The operational team continued its work under difficult circumstances, desperately trying to avoid distraction while attempting to put plans in place for the national men’s and women’s teams who both face packed schedules and, in the case of the latter, a critical 18 months.

Training camps for the women’s team need to be finalised with approval from the executive, which hasn’t happened. Staff at CSA involved in ensuring the games take place, that players, officials and equipment is in the right place at the right time, keep worrying about what will happen next.

The players were left frowning after a meeting with the acting chief executive, in which she pointed out the reason there was so much criticism of the organisation from the media, was that some journalists were upset about not getting freebies or being overlooked for jobs.

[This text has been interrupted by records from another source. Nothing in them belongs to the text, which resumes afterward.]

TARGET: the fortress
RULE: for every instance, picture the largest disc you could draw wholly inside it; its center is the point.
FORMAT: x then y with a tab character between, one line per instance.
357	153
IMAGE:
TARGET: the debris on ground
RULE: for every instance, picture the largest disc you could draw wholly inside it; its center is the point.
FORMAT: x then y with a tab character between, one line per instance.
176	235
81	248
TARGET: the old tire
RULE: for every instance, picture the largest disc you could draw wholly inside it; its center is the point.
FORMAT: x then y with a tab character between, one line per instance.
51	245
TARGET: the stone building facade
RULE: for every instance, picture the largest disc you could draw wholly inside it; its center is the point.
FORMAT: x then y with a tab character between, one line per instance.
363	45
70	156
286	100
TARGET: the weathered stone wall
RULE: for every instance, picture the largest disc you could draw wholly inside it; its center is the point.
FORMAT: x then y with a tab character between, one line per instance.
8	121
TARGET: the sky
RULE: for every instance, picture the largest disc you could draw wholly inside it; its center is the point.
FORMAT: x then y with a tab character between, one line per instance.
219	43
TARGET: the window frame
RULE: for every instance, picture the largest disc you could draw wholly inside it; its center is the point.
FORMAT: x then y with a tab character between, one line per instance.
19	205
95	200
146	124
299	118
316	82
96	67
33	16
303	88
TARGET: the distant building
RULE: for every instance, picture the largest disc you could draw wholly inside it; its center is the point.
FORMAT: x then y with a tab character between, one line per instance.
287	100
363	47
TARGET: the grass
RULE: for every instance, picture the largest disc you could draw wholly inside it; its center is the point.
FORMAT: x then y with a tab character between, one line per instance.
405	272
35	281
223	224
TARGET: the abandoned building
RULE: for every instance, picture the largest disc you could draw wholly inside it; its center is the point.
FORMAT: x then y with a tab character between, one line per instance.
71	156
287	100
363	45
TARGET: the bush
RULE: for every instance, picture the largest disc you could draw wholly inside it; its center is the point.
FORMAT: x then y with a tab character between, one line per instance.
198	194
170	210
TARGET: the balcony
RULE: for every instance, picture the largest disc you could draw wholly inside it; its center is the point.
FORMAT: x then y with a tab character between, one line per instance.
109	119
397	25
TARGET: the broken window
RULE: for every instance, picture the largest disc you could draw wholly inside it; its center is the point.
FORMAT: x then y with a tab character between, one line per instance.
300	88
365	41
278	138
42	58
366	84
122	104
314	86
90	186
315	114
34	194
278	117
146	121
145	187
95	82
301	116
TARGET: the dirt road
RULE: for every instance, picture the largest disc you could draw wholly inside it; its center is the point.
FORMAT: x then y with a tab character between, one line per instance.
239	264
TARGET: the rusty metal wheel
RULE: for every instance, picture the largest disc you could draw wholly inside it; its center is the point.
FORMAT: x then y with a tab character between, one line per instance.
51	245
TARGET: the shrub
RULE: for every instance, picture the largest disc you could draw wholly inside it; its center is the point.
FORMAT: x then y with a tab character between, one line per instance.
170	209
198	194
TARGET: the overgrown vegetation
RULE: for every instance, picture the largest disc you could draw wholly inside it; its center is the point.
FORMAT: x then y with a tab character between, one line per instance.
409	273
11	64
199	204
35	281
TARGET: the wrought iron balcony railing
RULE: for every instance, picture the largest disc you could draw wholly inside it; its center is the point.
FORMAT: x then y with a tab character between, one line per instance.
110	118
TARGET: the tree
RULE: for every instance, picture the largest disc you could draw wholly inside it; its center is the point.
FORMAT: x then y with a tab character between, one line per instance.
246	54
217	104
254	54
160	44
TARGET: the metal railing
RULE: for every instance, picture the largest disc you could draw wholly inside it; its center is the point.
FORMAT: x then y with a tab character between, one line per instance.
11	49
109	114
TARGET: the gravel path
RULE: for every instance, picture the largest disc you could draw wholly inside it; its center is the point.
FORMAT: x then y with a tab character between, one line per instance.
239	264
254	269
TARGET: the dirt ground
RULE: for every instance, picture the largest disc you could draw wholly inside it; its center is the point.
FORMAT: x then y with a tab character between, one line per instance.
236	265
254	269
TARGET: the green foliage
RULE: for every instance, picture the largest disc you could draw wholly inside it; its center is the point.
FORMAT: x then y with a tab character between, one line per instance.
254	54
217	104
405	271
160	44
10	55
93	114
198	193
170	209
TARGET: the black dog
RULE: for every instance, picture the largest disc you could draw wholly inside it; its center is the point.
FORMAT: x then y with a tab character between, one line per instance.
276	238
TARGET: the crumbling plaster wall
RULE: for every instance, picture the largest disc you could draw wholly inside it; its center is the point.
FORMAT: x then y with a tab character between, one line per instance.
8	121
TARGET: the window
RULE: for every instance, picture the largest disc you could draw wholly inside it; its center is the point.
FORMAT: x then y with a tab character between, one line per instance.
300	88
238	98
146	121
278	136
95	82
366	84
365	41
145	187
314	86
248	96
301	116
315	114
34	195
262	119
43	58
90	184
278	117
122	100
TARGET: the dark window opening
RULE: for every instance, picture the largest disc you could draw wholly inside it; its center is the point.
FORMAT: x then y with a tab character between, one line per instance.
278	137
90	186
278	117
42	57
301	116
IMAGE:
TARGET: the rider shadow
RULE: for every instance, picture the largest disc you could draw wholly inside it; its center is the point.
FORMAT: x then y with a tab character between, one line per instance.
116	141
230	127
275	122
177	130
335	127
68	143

Such juvenile excuses being cooked up, to again explain away their own inability to take responsibility for the mess in which they had left the organisation.

Staff are angry. Players are angry. The public has stopped believing anything that comes out of any CSA’s administrators’ mouths leading to a collective sigh of relief that the Sports, Arts and Culture Minister Nathi Mthethwa stepped in and finally put an end to the stupidity. Although CSA tried very hard again last week to drag one last pail from that well of foolishness by suggesting they wouldn’t work with the interim board.

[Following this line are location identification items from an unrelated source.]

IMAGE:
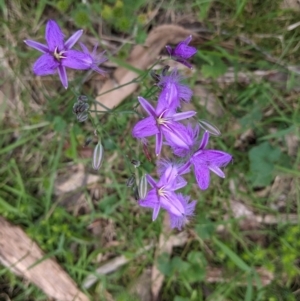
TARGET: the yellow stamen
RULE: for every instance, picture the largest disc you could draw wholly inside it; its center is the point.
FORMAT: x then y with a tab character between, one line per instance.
59	55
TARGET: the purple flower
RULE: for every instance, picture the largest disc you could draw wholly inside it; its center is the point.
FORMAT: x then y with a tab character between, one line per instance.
191	135
162	194
96	59
206	160
57	54
182	52
178	221
163	122
170	85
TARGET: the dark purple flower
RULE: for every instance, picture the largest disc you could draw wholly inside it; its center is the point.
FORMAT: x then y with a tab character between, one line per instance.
191	134
57	54
206	160
171	84
163	122
162	194
178	221
182	52
96	59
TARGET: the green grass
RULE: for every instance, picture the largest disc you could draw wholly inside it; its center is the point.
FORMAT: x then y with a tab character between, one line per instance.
42	141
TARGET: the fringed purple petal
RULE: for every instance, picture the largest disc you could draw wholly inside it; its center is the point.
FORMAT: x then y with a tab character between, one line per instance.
45	65
182	61
169	49
168	176
219	172
179	221
183	50
151	181
212	157
147	106
158	143
176	135
185	168
151	200
204	140
180	183
185	93
84	48
155	212
76	60
145	128
172	204
36	45
202	176
54	36
168	98
73	39
63	76
95	59
183	115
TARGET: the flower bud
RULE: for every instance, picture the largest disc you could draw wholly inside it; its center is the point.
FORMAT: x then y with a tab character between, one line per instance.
130	180
80	107
98	156
81	117
143	187
208	126
136	163
82	98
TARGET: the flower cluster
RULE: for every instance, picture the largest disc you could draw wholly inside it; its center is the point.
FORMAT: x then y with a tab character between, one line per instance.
164	122
58	54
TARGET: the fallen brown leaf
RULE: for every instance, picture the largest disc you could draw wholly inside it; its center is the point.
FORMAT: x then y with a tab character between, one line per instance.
165	245
21	255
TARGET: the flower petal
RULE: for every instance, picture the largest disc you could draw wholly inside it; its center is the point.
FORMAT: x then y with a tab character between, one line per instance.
183	50
36	45
54	36
202	176
176	135
179	221
168	98
171	203
151	201
147	106
158	143
76	60
183	115
182	61
151	181
212	157
155	212
63	76
169	49
145	128
45	64
219	172
73	39
204	140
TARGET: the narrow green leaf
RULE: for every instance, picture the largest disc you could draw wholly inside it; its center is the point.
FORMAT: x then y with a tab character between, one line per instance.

Sports Minister Nathi Mthethwa has had to step in at CSA. Picture: Sandile Ndlovu

Sanity prevailed on Monday night. In amongst the many clowns on the Members Council, there was some sense – the Central Gauteng Lions president, Anne Vilas, elected to that position in May, will emerge a hero of sorts from all this as she led the plea for her fellow presidents to stop trying to fight with the government.

For now, the independent Board, led by the candid retired justice Zak Yacoob can continue its very important work in getting CSA right and hopefully putting some grown ups in charge of the place again. The mandate from Mthethwa remains unchanged, as does the presence of former chief executive, Haroon Lorgat.

Thankfully the English national men’s team arrived in the country yesterday and will start preparations in unique circumstances along with the Proteas for six limited-overs matches.

It will be a welcome return to see cricket being played and hopefully not have to concern ourselves with Acts, Memorandums and boardroom shenanigans.